Il presidente della Repubblica uscente Heinz Fischer (foto LaPresse)
La decisione della Corte ha fatto esultare il leader del Fpö Heinz-Christian Strache, fautore del ricorso. Nessuno scommetteva su una sua vittoria, e lo sconcerto dopo l’annuncio della sentenza è stato palpabile. Non da ultimo perché rischia di gettare ancora più discredito sulla classe politica austriaca. Il cancelliere Kern si è affrettato a sottolineare che: “Le elezioni verranno ripetute per vizi formali e non perché vi siano stati tentativi di brogli”. Ma mentre Kern provava a calmare gli animi, nella rete si faceva a gara per la battuta più sarcastica: “Perché non ripetere anche gli Europei?”; “Già che ci siamo potremmo votare anche subito per l’Oxit (versione austriaca della Brexit, ndr), così tolto il dente tolto il dolore?”. Una battuta, quest’ultima, nemmeno tanto assurda, considerando i sentimenti non proprio di simpatia che molti austriaci nutrono nei confronti di Bruxelles, benché perfino Strache abbia detto di essere contrario a un’uscita di Vienna dall’Ue. Forse in Austria non è arrivata ancora a piena maturazione la voglia di una “unsplendid isolation” come ha definito Hannes Androsch – dal 1970 al 1981 ministro delle Finanze sotto il cancelliere socialdemocratico Bruno Kreisky, per un periodo anche vicecancelliere, oggi stimato banchiere – il nuovo status della Gran Bretagna.
Ma questo non toglie, osserva l’ex ministro durante una conversazione con il Foglio, “che ci siano stati tempi in cui eravamo decisamente più aperti verso il mondo.

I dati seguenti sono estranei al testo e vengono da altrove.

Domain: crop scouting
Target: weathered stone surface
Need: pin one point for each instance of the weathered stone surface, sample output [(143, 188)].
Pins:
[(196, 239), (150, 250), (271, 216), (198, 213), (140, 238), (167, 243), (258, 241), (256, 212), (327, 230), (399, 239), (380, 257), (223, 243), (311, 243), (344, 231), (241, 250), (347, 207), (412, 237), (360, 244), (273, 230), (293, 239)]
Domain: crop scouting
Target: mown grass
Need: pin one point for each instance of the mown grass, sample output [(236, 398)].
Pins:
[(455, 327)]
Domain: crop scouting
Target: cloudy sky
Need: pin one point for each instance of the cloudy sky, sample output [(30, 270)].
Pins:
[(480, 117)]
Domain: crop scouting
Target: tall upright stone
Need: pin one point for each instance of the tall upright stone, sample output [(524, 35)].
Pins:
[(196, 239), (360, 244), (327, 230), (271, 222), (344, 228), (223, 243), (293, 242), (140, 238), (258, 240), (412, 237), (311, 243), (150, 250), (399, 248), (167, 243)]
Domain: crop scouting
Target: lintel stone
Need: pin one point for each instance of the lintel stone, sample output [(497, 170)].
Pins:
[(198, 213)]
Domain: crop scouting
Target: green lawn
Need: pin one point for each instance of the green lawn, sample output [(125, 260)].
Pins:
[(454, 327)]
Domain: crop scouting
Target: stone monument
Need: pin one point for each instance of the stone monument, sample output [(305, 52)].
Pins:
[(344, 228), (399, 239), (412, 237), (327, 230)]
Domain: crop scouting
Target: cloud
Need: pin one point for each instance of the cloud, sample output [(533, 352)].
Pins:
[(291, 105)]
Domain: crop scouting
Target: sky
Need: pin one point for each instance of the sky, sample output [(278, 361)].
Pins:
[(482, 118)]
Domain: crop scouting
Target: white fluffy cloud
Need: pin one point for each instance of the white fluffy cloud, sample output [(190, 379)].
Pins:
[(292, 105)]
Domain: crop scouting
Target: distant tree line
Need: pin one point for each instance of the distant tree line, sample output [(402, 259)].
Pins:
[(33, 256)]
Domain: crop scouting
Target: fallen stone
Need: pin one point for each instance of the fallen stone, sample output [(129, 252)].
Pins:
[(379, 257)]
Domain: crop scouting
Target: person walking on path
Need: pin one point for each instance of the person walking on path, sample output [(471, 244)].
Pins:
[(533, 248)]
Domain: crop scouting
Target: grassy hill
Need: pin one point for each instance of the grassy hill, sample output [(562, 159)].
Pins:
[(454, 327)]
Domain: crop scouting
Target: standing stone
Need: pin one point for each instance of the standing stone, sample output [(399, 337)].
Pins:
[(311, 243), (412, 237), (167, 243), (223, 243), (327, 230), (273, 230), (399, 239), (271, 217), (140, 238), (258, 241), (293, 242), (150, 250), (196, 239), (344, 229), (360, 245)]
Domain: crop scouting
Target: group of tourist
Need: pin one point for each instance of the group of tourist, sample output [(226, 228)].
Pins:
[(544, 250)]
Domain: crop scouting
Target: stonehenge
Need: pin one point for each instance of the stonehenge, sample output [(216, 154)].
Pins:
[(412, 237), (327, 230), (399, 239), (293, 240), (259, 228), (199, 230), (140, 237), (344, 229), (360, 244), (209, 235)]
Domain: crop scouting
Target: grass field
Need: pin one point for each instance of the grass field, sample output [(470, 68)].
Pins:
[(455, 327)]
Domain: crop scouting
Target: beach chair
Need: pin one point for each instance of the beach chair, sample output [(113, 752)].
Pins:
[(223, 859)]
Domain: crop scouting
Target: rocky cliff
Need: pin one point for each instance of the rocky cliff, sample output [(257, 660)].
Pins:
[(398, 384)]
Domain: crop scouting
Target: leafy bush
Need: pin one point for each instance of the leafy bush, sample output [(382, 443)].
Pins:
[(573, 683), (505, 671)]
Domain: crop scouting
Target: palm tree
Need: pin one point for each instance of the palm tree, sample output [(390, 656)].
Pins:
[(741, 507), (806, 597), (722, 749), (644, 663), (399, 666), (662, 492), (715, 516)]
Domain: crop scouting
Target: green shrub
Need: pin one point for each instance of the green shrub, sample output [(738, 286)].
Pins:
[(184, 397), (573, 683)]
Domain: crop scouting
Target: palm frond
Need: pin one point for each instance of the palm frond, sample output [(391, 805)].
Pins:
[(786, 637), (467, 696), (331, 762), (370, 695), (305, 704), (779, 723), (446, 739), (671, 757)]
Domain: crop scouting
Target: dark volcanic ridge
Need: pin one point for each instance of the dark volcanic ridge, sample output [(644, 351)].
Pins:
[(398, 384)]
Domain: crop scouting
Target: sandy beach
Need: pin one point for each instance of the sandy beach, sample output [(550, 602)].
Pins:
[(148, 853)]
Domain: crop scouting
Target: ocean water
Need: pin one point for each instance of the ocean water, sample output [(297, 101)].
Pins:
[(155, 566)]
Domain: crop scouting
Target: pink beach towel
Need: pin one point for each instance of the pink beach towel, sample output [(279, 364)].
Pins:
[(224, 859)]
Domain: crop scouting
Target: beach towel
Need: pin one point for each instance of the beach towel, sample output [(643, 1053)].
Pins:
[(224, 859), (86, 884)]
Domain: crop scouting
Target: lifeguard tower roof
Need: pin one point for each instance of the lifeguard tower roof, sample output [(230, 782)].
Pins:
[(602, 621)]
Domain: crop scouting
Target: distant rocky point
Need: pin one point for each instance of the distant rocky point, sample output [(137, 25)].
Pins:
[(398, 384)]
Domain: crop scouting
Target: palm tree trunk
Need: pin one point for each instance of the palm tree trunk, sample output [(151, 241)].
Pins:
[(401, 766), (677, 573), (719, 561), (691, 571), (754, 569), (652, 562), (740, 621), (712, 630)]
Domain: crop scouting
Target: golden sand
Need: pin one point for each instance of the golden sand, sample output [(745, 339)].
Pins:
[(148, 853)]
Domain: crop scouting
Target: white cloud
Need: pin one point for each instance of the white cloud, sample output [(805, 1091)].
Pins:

Oggi è in atto una sorta di regressione, provincializzazione. Ha preso piede l’illusione di potersi trincerare dietro a un filo spinato, di poter trovare riparo in un’immaginaria fortezza alpina, che se veramente fosse eretta non farebbe altro che distruggere ricchezza e posti di lavoro”. E’ vero, sono sempre più le persone che temono di perdere lo status acquisito, ma non è correndo dietro ai pifferai magici che si affrontano le sfide della globalizzazione. Alla politica compete(rebbe) colmare il vuoto che si è venuto a creare con visioni future e prospettive. Soprattutto per i giovani, “che però devono ricordare che noi possiamo fornire il cavallo, ma loro devono imparare a cavalcarlo. La mentalità delle polizze kasko è ormai anacronistica”, bisogna imparare a far fronte all’assenza di garanzie senza rifugiarsi nelle soluzioni facili. Intanto l’Austria si prepara a essere sprovvista di un capo di stato. A svolgere le sue funzioni ad interim saranno i due presidenti del Parlamento. Il secondo ballottaggio si svolgerà probabilmente tra la fine di settembre e l’inizio di ottobre.